In a previous article, I wrote how Sidra relates to Azure Data Factory Self-Hosted Integration Runtimes (SHIR) and considerations on how to set up a SHIR node. In short:…
Sidra is using Data Factory pipelines to copy data from source servers into the Data Lake. The data extraction activities of these pipelines are copying records from source DBs into Parquet files, saving them as blobs in an Azure Storage container. These copy activities may be “pushed” on SHIR nodes for execution and the IR agent would use Java libraries to generate the Parquet files. The Integration Runtime (IR) agent is executing Data Factory activities in worker processes, diawp.exe. These worker processes, in turn, would create java.exe processes to execute the code from the Parquet-handling libraries.
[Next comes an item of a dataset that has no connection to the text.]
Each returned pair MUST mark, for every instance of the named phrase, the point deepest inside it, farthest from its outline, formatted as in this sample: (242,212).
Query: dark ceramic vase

Java’s memory cap on heaps
Java will use a limited amount of memory for heaps, even if the IR node machine may have plenty of RAM. From what I noticed, Java caps its heaps to a quarter of the installed RAM on the machine: for instance, on an 8 GB RAM machine, Java would use only maximum 2 GB, by default. To check, issue the following command and look for the values MaxHeapSize or SoftMaxHeapSize:
java.exe -XX:+PrintFlagsFinal -version | findstr /i "HeapSize"
What about this heap memory cap that Java is enforcing? Too small a cap may lead to the OutOfMemoryError; it’s not that there isn’t enough RAM, but there is no free slot large enough in the heap for a new object allocation. And too small a cap will lead to high frequency of Garbage Collection; meaning lower performance and high-CPU usage, although there may be sufficient RAM. I wrote about it in my previous article: it may be fixed with a system environment variable like below:
JAVA_TOOL_OPTIONS = -Xms512m -Xmx16g
Above, -Xms tells the starting size and -Xmx tells the maximum size, in MB (m) or GB (g) for the heaps.
Set it under half of RAM
Why not set the maximum heap size to the amount of RAM available on the machine? Well, we could; after all, the Windows memory manager can handle it. The committed memory of a process may be much larger than the working set, the bytes that are actually in the RAM. But increasing the heap to more than half the RAM may trigger another performance problem: a memory pressure on the OS will cause frequent Garbage Collections in the .NET runtimes too. While Java code is handling Parquet files, the worker processes of IR agent also need memory.
I would keep the Java maximum heap size somewhere between a ¼ and ½ of the available RAM on the IR node.